Стянув с Полины отяжелевший черный габардин, он надел на нее свою куртку, а пальто забросил себе на плечо, словно мокрое полотенце. Каждое движение было таким простым, таким ловким, будто Йося делал это тысячу раз – и не с кем-то другим, а именно с Полиной.

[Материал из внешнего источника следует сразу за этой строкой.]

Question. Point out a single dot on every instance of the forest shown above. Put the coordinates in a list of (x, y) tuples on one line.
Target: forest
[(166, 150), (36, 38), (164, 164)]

Она не чувствовала себя замерзшей, но, как и в подвале, когда компаньон отдал ей пиджак, не стала возражать. Тогда она не хотела поднимать шум, а сейчас просто приняла правила игры. Кажется, обмен одеждой – пусть и в одностороннем порядке – становится их маленькой традицией. Что-то подсказывало Полине, что такие мелочи укрепляют доверие между компаньонами. Если не заходить слишком далеко.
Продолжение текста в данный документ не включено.